I didn’t know what to say. I knew that many of the people close to me were angry with Ewan on my account, but none of them had expressed themselves so clearly in my presence. Part of me recognised that what Carrie had said was just; but my loyalty to Ewan immediately came into play. Carrie looked at me, and must have seen some hint of this.

“I’m sorry, Jack,” she said. “I suppose I should have kept my mouth shut, but I’ve never been good at that. I’ll tell you what, though. I’m going to give you a Trannox, and make sure you have one good night’s sleep anyhow.”

I took the little pill, and it was like a miracle: dreamless, perfect sleep. It’s a shame you can only take them one night in five.

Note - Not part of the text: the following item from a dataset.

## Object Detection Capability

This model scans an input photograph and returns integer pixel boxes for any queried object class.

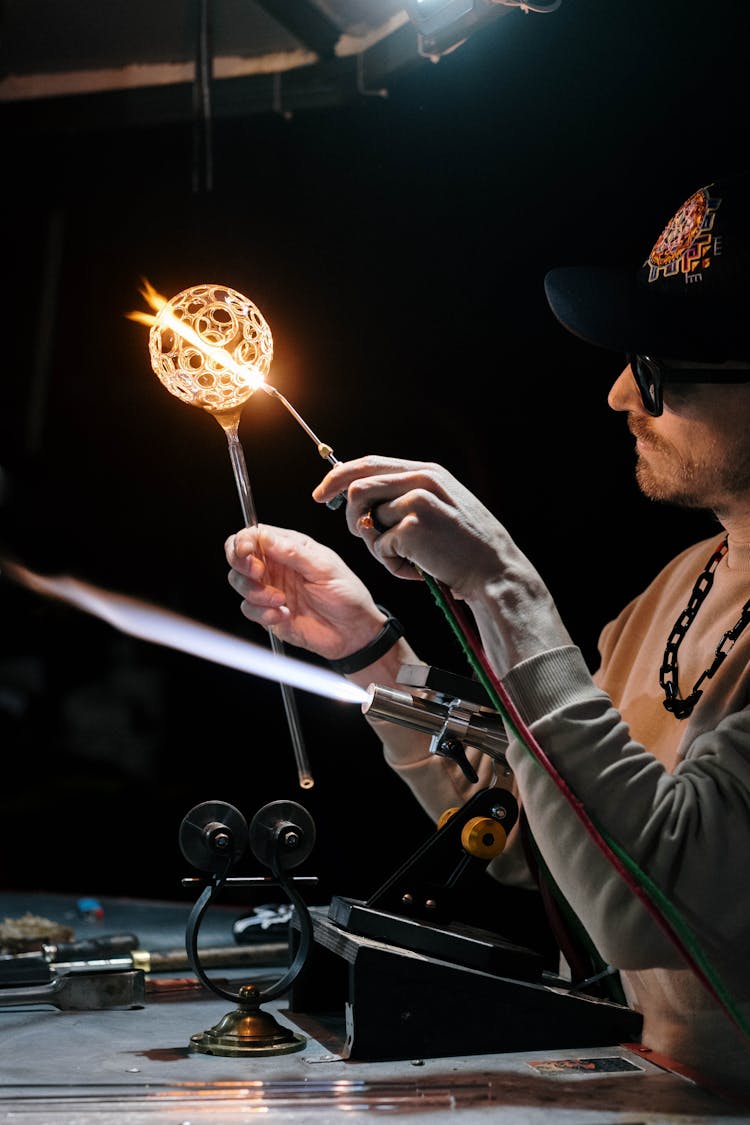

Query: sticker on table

The next day was Sunday, but Max still had to go into the Ministry to work. Carrie decided to take all the kids on a walk round the inside of the perimeter fence, which would take quite a long time, with a stop off for ice creams. I opted to stay behind.

I had kept my phone turned off over the weekend, so even though Tony was fielding most of the calls, there were now several messages waiting, and all of them required some thought. I set myself to deal with them, and it took quite a while.

After that I looked through the Margraves’ library, a room crammed with books and periodicals. There were several things there which I’d been hoping to read but couldn’t find. And there was a copy of the latest issue of RATIO, the Party’s analytical journal, apparently published at the Centre just before the Change. I read it from cover to cover and I was astonished at its openness. Be Ready, by Tom Baxter. The Party and the Armed Forces, by Kenneth Parrot; somehow this one sounded an off-key note. The Strategy of Reconstruction, by Karen Townsend. Territorial and Central Administration in the Provisional Phase, by George Padmore. Expressing Our Ethic, by Charlie Endsleigh. And more sombrely: Settling Accounts, by Hilda Perkins.

They’d obviously been preparing for months, I thought. If they’d been able to take over just a month earlier, those two little girls would have lived.